Tuesday, November 3, 2009

Dave Hill, Data Protection, and the Future of IT

Full disclosure: Dave is a friend, and a long-time colleague. He has just written an excellent book on Data Protection; hence the following musings.

As I was reading (a rapid first scan), I tried to pin down why I liked the book so much. It certainly wasn’t the editing, since I helped with that. The topic is reasonably well covered, albeit piecemeal, by vendors, industry associations, and bloggers. And while I have always enjoyed Dave’s stories and jokes, the topic does not lend itself to elaborate stylistic flourishes.

After thinking about it some more, I came to the conclusion that it’s Dave’s methodology that I value. Imho, Dave in each chapter will lay out a comprehensive and innovative classification of the topic at hand – data governance, information lifecycle management, data security – and then use that classification to bring new insight into a well-covered topic. The reason I like this approach is that it allows you to use the classification as a springboard, to come to your own conclusions, to extend the classification and apply it in other areas. In short, I found myself continually translating classifications from the narrow world of storage to the broad world of “information”, and being enlightened thereby.

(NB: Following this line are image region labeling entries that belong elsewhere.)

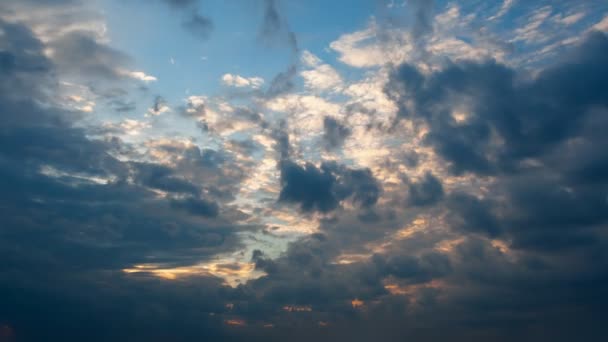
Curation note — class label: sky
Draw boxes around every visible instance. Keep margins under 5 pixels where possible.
[0,0,608,342]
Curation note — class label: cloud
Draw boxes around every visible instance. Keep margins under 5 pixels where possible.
[258,0,299,52]
[409,172,444,206]
[387,34,608,174]
[279,161,380,213]
[323,116,352,150]
[222,74,264,89]
[182,13,213,40]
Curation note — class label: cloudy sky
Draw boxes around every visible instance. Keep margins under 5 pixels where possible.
[0,0,608,342]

One area in particular that called forth this type of analysis was the topic of cloud computing and storage. If data protection, more or less, involves considerations of compliance, operational/disaster recovery, and security, how do these translate to a cloud external to the enterprise? And what is the role of IT in data protection when both physical and logical information are now outside of IT’s direct control?

But this is merely a small part of the overall question of the future of IT, if external clouds take over large chunks of enterprise software/hardware. If the cloud can do it all cheaper, because of economies of scale, what justification is there for IT to exist any longer? Or will IT become “meta-IT”, applying enterprise-specific risk management, data protection, compliance, and security to their own logical part of a remote, multi-tenant physical infrastructure?

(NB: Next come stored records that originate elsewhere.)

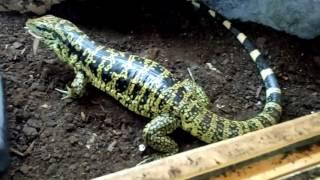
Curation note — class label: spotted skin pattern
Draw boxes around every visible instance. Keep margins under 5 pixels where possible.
[26,1,281,160]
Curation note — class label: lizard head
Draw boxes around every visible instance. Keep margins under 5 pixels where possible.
[25,15,80,55]
[25,15,62,42]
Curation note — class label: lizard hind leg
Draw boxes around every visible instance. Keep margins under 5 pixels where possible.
[139,114,181,165]
[56,71,87,99]
[182,79,210,107]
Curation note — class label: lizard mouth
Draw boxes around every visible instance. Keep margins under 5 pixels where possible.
[25,26,42,55]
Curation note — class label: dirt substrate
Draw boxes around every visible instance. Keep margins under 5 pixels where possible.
[0,0,320,180]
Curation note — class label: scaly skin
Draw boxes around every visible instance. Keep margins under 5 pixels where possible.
[26,1,281,160]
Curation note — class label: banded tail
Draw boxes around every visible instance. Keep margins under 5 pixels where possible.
[182,0,282,143]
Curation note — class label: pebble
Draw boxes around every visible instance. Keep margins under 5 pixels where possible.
[22,125,38,136]
[68,136,79,145]
[107,140,117,152]
[12,41,23,49]
[27,119,42,128]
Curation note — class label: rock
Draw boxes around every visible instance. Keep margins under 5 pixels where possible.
[12,41,23,49]
[68,136,79,145]
[27,119,42,129]
[313,56,320,68]
[22,125,38,136]
[202,0,320,39]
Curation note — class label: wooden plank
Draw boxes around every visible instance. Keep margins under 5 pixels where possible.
[211,144,320,180]
[95,113,320,180]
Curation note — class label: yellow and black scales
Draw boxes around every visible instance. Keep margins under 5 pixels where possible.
[26,1,281,160]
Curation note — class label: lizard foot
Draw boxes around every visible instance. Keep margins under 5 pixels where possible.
[136,153,175,166]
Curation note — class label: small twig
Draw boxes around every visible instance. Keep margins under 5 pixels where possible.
[206,63,222,74]
[10,147,25,157]
[256,86,262,98]
[187,68,195,82]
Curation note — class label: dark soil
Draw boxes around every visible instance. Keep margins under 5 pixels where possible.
[0,0,320,180]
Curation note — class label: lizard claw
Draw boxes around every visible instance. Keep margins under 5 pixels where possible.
[136,154,161,166]
[55,86,74,100]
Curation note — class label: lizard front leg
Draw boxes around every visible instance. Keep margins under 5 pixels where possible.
[56,71,87,99]
[139,114,181,164]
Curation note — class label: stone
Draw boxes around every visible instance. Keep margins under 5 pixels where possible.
[22,125,38,136]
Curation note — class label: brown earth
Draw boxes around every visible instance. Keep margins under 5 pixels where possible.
[0,0,320,180]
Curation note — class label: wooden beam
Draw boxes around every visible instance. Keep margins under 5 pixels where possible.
[95,113,320,180]
[211,144,320,180]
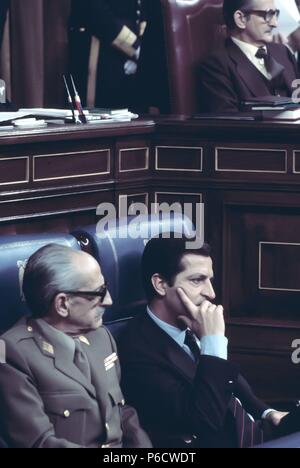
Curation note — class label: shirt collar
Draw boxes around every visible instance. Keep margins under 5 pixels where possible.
[147,307,187,347]
[231,37,267,61]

I would suggest another way of slicing things. It is reasonable to think of a business, and hence underlying IT, as cost centers, which benefit from commodity solutions provided externally, and competitive-advantage or profit centers, for which being like everything else is actually counter-productive. In an ideal world, where the cloud can always underprice commodity hardware and software, IT’s value-add lies where things are not yet commodities. In other words, in the long run, IT should be the “cache”, the leading edge, the driver of the computing side of competitive advantage.

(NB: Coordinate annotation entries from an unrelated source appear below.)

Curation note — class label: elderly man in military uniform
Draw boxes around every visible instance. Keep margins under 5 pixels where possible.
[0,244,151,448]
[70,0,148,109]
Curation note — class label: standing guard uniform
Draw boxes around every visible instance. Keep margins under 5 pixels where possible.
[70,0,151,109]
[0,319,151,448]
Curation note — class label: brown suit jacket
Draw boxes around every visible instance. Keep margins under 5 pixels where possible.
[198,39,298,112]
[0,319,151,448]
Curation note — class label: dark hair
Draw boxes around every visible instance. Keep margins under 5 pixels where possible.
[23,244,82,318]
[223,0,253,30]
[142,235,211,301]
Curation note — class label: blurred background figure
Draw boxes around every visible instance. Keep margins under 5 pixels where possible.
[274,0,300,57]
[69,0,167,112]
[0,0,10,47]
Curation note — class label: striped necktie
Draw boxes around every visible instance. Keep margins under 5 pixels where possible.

What does that mean, practically? It means that the weight of IT should shift much more towards software and product development and initial use. IT’s product-related and innovative-process-related software and the systems to test and deploy them are IT’s purview; the rest should be in the cloud. But this does not make IT less important; on the contrary, it makes IT more important, because not only does IT focus on competitive advantage when things are going well, it also focuses on agile solutions that pay off in cost savings by more rapid adaptation when things are going poorly. JIT inventory management is a competitive advantage when orders are rising; but also a cost saver when orders are falling.

I realize that this future is not likely to arrive any time soon. The problem is that in today’s IT, maintenance costs crowd out new-software spending, so that the CEO is convinced that IT is not competent to handle software development. But let’s face it, no one else is, either. Anyone following NPD (new product development) over the last few years realizes that software is an increasing component in an increasing number of industries. Outsourcing competitive-advantage software development is therefore increasingly like outsourcing R&D – it simply doesn’t work unless the key overall direction is in-house. Whether or not IT does infrastructure governance in the long run, it is necessarily the best candidate to do NPD software-development governance.

So I do believe that IT has a future; but quite a different one from its present. As you can see, I have wandered far afield from Data Protection, thanks to Dave Hill’s thought-provoking book. The savvy reader of this tome will, I have no doubt, be able to come up with other, equally fascinating thoughts.